Each cell line was genetically characterised through a series of high-throughput analyses at the Broad Institute, including global RNA expression patterns, changes in DNA copy number, as well as DNA sequence variations in genes associated with cancer, and pharmacologic profiling for several drugs in about half of the cell lines. Algorithms were developed to predict drug responses based on the genetic and molecular make-up of cancer cells.

A computational challenge met by adapting algorithms to the biological data

Correlating the more than 50,000 genetic and molecular features that emerged from these cell lines created a computational challenge that the scientists met by adapting algorithms to the biological data. They tested this tool against genetic alterations known to predict sensitivity to cancer drugs, and confirmed the value of their systematic approach. Then they applied the predictive modelling methodology to genetic subtypes of cancer known to pose challenges for current treatment modalities.

For example, a variety of cancers have mutations in the NRAS gene, which activates signalling pathways important in tumour growth. Some NRAS-mutant cancers, including a subset of melanomas, may prove vulnerable to drugs that block a MEK, which is also involved in signalling. The scope of the Cancer Cell Line Encyclopaedia enabled the investigators to study approximately 40 cancer cell lines with this mutation to see if they could predict sensitivity to MEK inhibitor drugs, some of which are being studied in clinical trials.

One of the genetic features that rose to the top of the analysis was expression of the aryl hydrocarbon receptor (AHR) gene in cell lines that were highly sensitive to MEK inhibitors. This suggested that high levels of AHR may indicate higher sensitivity to MEK inhibitor drugs. Additional experiments suggested that some of these same cell lines might also depend on AHR activity, and that MEK inhibitors might simultaneously intercept AHR function in some instances.

The scientists also found new predictors of sensitivity to existing chemotherapy drugs in other cancer cell lines. Elevated levels of SLFN11 expression predicted sensitivity to topoisomerase inhibitors. Another analysis indicates that multiple myeloma may respond to IGF1 receptor inhibitors. Formal clinical studies will be required to learn if these features will hold true in patients.

Armed with this kind of knowledge from the Cancer Cell Line Encyclopaedia, researchers may have a much clearer idea of which tumours are most likely to respond to particular drugs before using them in clinical trials. Knowing that kind of information very early might help to improve the success rate of drug development, compared to a genetically ’agnostic’ approach that includes any patient with advanced cancer without knowledge of a genetic profile. In addition, the scientists can ask questions not only about emerging targeted therapies, but also about standard chemotherapy drugs.

Data publicly available

There are more volumes to be written in this encyclopaedia. From a computational biology perspective, it’s a clean, complex data set that allows many more analyses. In the next phase, analyses based on deeper sequencing, profiles of metabolic activity, and epigenetic modifications will also be added.

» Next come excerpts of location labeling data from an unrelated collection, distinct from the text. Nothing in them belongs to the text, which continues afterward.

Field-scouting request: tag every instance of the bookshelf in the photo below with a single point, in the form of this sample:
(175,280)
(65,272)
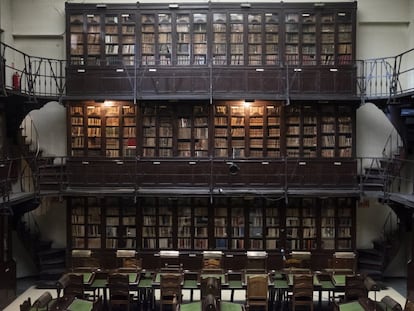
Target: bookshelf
(328,223)
(236,43)
(272,45)
(237,224)
(221,221)
(183,38)
(185,226)
(256,226)
(219,41)
(199,34)
(227,223)
(255,39)
(201,223)
(102,130)
(273,216)
(76,41)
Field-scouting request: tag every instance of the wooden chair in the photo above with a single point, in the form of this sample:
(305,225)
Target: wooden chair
(42,303)
(302,292)
(210,286)
(119,294)
(257,291)
(170,290)
(74,286)
(26,305)
(354,288)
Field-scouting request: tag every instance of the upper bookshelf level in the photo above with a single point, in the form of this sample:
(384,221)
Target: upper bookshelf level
(204,50)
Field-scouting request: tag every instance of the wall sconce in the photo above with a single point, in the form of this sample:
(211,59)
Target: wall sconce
(234,169)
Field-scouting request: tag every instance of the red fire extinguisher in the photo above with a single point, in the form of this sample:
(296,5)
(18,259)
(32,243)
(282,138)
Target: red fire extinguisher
(16,81)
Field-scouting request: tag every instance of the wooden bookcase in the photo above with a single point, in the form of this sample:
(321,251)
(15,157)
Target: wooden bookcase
(102,129)
(261,129)
(227,223)
(224,42)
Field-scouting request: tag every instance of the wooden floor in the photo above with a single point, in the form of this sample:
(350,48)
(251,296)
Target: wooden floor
(394,288)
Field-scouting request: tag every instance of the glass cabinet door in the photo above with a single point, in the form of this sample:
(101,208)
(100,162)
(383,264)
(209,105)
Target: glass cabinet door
(219,46)
(199,33)
(237,39)
(183,39)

Pairing this information with ways to rapidly genotype patient tumour samples represents the next step in the effort to enable the personalization of cancer treatment. Some major research hospitals already routinely genetically profile cancer patients’ tumours, and many more are likely to follow, according to the researchers.

Probing cell lines with medicines targeted at specific pathways provides a powerful tool for design of cancer treatment. The researchers place this information in the public domain with hope that many in industry and academia will use these data to discover new drug targets, to evaluate current therapies, and to facilitate treatment for their patients with cancer. The Cancer Cell Line Encyclopaedia is available online at www.broadinstitute.org/ccle.

The Cancer Cell Line Encyclopaedia project was enabled by a grant from the Novartis Institutes for Biomedical Research. Additional funding support was provided by the National Cancer Institute (USA), the Starr Cancer Consortium, and the NIH Director’s New Innovator Award.